See MongoDB

qaz@lemmy.world · 2 months ago

See MongoDB

jubilationtcornpone@sh.itjust.works · edit-2 2 months ago

Every time I’m assigned to a project that uses a document database

“So how are you guys handling all your related data?”

Finds collection of massive JSON documents containing all the related data

“Oh boy.”

BlueBockser@programming.dev · edit-2 2 months ago

What’s the problem with that? In my previous team, we had a structure with four levels of nesting where we only ever needed to query the first two levels. At first we used Postgres with normalized tables, but it was just slow as hell. Switching to MongoDB actually made our performance issues vanish.

Of course it all depends on what kinds of queries you need to run, but I don’t think that large JSON documents are necessarily a problem.

Ephera@lemmy.ml · 2 months ago

They’re talking about relations between data. For example, when you delete a user, you may also want to delete their stored data.

To some degree, this is less of a problem with document databases, because they don’t force you to chop your data into small parts like relational databases do (e.g. you can have lists of that user’s stored data as part of the JSON document). But you will likely still need some relations at some point.
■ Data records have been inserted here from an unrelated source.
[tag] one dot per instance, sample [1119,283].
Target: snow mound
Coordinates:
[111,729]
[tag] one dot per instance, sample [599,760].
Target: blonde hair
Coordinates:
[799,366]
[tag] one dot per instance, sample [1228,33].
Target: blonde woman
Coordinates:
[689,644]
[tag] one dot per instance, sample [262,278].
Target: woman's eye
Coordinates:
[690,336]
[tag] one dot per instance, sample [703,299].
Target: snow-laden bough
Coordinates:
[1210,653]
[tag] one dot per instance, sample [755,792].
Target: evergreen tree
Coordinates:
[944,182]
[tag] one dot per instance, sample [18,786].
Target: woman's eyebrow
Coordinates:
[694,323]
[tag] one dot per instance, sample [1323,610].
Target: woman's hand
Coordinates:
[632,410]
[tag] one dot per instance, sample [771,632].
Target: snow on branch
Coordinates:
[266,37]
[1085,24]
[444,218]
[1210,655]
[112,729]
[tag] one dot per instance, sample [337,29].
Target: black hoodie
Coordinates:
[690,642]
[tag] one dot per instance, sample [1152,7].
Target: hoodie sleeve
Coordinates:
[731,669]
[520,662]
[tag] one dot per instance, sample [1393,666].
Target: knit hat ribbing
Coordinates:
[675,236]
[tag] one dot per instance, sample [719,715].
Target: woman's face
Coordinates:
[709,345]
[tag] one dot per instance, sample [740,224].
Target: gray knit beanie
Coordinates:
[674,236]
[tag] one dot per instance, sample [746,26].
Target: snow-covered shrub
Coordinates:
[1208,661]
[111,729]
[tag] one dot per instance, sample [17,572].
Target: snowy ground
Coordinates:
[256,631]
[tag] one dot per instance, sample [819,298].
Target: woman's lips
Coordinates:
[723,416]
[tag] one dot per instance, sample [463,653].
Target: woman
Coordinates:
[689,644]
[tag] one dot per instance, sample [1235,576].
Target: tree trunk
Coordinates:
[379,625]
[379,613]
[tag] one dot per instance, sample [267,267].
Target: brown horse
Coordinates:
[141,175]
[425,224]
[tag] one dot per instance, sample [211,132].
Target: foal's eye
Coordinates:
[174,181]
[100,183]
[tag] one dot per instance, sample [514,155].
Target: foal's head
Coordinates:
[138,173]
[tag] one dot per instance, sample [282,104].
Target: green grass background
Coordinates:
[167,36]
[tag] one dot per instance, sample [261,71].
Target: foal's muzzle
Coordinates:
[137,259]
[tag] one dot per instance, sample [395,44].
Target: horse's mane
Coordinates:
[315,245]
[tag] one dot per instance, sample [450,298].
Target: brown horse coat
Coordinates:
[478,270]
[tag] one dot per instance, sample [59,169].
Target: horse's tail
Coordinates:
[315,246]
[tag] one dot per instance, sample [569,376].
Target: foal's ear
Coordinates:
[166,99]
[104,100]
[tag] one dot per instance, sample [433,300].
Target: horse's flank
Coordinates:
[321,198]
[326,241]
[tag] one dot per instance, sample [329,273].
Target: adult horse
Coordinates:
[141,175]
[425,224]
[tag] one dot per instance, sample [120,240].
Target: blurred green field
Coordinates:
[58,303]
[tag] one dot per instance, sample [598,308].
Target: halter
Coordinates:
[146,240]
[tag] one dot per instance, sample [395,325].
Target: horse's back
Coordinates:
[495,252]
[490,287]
Chances are you have a layer in your application code which ensures these relations that way.
Which is fine in my opinion. With relational databases, there’s also often some relations which you cannot model in the database.
But yeah, it requires somewhat more software architecture awareness, to not lump the relation checking logic into general application logic. And you can’t connect a second application to that database, without having to implement the relations another time or at least pulling them out into a shared library.

Rayquetzalcoatl@lemmy.world · 2 months ago

I’m currently building something using Mongo as the DB, and have so far been making sure to assign the user ID to everything that relates to that user when it’s created.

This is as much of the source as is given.